Oh dear. He was just saying hello. “G’day mate! Oops, was that your leg? Sorry for the amputation.

And Professor Hart doesn’t want folk to be killing sharks, especially as many are endangered species. Err, like how? Are they gonna beat them to death with a canoe paddle? My money’s on the shark, mate.

Words such as ‘attack’ and ‘bite’ tend to create a negative perception, say scientists such as Leonardo Guida, a shark researcher at the Australian Marine Conservation Society. And they should be softened “because it helps dispel inherent assumptions that sharks are ravenous, mindless man-eating monsters.”

Australians know a thing or two about sharks, though. Eight people were killed in ‘shark-related incidents’ last year. They get a lot of sharks down that way. You often see stories about them on the news, after they’ve taken a bite out of a surfer. 

They have big mouths, those sharks, but Jaws doesn’t talk much. He tends to swim away before the local news reporter arrives. All they can do is interview the surf dude with a HUGE bite mark in his board instead, and who cares what he has to say anyway? 

Bureaucrats in the Aussie state of New South Wales, home to surf city Sydney, now generally refer to these aquatic encounters as “incidents” or “interactions.” Up in Queensland, that state’s SharkSmart website advises how to reduce the risk “of a negative encounter with a shark.

Even the surf dudes that are most at risk because they, to a shark down below, look a bit like a juicy seal in their wetsuits are rejigging the lingo. Cooper Allen had an encounter with a great white shark five years ago that left deep scars in a leg. “I tell people, ‘I had a bit of a run-in with a man in a grey suit.’ I prefer it to be a bit light-hearted... I don’t want to make other people uncomfortable.
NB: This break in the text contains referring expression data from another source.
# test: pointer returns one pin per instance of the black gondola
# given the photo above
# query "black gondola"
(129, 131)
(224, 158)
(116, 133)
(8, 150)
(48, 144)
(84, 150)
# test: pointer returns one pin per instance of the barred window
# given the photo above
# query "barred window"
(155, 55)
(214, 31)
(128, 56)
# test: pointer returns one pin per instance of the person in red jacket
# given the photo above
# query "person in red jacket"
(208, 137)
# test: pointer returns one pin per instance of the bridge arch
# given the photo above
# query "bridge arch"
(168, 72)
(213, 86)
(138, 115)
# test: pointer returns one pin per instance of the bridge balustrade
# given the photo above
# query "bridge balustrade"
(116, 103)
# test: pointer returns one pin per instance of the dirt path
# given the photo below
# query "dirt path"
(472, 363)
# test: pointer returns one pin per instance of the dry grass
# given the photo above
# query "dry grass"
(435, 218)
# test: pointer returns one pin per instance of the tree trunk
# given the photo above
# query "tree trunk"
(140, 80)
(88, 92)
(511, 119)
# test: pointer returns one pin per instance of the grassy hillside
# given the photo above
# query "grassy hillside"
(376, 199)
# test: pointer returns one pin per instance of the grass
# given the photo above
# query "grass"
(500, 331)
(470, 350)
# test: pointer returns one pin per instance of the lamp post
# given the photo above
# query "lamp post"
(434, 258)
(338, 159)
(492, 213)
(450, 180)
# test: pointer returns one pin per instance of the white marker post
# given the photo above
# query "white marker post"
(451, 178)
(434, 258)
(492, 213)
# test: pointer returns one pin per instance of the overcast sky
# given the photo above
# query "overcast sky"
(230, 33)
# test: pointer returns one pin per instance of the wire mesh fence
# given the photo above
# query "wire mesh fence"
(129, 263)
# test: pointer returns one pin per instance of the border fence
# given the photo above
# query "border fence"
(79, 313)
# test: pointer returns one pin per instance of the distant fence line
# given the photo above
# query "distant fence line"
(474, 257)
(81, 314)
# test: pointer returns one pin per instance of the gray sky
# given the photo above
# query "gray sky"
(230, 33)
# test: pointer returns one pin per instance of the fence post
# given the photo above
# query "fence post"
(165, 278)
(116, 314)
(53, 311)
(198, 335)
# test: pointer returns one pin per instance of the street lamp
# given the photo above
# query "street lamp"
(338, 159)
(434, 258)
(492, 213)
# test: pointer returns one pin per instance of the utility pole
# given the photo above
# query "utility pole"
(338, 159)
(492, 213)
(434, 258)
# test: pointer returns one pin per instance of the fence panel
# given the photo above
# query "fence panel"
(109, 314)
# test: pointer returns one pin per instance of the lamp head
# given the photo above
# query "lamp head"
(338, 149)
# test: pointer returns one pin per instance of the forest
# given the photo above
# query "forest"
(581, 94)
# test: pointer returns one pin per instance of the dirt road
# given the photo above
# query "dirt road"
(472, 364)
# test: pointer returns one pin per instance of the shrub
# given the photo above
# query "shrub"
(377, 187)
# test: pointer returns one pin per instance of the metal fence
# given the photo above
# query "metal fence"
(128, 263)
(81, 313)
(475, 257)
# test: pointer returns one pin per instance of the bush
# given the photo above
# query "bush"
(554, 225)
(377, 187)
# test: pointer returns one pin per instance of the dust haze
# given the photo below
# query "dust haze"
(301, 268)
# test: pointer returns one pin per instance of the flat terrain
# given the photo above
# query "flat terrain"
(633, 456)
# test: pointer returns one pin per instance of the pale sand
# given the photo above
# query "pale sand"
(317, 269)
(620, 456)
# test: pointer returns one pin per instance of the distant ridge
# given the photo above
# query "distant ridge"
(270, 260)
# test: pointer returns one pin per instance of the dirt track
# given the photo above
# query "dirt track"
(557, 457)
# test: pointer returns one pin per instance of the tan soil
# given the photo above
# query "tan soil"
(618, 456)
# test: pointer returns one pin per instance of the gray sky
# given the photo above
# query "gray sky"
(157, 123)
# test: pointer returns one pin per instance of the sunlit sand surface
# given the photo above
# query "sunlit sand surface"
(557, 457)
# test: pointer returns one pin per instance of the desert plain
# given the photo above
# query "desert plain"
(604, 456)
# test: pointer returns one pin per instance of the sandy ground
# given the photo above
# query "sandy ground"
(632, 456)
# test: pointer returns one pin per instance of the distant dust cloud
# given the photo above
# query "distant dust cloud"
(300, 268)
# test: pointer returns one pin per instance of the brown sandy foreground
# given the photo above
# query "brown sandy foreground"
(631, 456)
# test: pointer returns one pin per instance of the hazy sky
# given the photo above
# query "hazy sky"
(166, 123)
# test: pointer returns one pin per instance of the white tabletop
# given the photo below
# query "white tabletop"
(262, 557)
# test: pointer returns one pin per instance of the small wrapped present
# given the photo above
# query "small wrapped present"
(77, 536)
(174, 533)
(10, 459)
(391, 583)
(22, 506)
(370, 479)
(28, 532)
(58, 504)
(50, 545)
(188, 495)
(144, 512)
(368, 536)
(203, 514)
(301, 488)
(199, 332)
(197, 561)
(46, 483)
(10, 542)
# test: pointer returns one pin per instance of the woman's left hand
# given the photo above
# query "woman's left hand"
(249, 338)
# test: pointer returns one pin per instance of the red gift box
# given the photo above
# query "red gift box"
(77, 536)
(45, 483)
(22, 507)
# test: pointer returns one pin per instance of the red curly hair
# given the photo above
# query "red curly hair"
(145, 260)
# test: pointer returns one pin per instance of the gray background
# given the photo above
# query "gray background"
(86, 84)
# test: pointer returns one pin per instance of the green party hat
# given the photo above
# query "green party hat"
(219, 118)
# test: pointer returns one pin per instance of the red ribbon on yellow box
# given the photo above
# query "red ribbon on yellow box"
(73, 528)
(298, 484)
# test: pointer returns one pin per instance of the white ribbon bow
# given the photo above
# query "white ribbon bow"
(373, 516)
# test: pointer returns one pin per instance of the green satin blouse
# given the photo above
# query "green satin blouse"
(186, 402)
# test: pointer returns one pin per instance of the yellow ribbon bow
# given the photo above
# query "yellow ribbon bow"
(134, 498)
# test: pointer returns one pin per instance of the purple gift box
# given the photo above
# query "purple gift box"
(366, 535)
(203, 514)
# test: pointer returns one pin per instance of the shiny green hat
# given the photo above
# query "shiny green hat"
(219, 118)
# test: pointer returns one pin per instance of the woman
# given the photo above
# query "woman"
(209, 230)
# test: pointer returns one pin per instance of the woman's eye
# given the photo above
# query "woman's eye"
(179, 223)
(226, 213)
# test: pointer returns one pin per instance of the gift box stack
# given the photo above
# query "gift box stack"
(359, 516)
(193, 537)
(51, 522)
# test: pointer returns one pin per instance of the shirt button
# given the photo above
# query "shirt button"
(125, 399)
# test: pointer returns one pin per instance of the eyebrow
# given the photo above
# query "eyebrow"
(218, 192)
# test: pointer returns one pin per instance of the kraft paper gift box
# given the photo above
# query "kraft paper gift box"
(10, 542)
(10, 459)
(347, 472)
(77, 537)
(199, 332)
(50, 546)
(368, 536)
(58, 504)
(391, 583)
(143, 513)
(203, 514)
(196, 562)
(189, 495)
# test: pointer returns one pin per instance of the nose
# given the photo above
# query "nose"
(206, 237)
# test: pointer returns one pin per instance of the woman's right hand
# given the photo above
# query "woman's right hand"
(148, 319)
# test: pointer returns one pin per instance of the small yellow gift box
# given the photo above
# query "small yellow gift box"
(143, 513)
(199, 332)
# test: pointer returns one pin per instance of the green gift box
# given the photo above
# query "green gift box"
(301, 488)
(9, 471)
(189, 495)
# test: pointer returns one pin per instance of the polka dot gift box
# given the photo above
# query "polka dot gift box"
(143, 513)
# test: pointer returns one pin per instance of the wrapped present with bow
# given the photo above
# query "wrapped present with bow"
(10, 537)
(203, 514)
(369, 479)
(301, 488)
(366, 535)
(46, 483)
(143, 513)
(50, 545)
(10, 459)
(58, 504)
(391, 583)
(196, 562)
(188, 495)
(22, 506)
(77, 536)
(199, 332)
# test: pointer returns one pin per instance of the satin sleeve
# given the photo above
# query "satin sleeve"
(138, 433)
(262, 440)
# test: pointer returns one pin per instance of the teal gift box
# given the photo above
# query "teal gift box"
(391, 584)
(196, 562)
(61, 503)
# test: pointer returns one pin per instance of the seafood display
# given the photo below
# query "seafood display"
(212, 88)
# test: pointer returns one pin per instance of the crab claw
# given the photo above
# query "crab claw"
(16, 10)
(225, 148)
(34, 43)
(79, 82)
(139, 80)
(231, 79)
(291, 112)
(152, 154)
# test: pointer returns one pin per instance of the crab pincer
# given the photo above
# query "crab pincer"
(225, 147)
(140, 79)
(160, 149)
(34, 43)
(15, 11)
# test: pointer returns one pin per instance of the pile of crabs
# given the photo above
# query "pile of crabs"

The question that comes to mind about all this is, though: has anyone actually asked the sharks? They might quite like their mean, man-eating image. It’s no bad thing, is it? It’s far better than being a salmon or a tuna or a nice haddock. Who would you rather take on in a fist fight, Mike Tyson or RuPaul?

You’d be an idiot to mess with Jaws, especially as he’s the size of a school bus and has 300 teeth. I reckon if you had to choose to be an aquatic creature, you’d do well to pick a shark. Though, I prefer dolphins myself.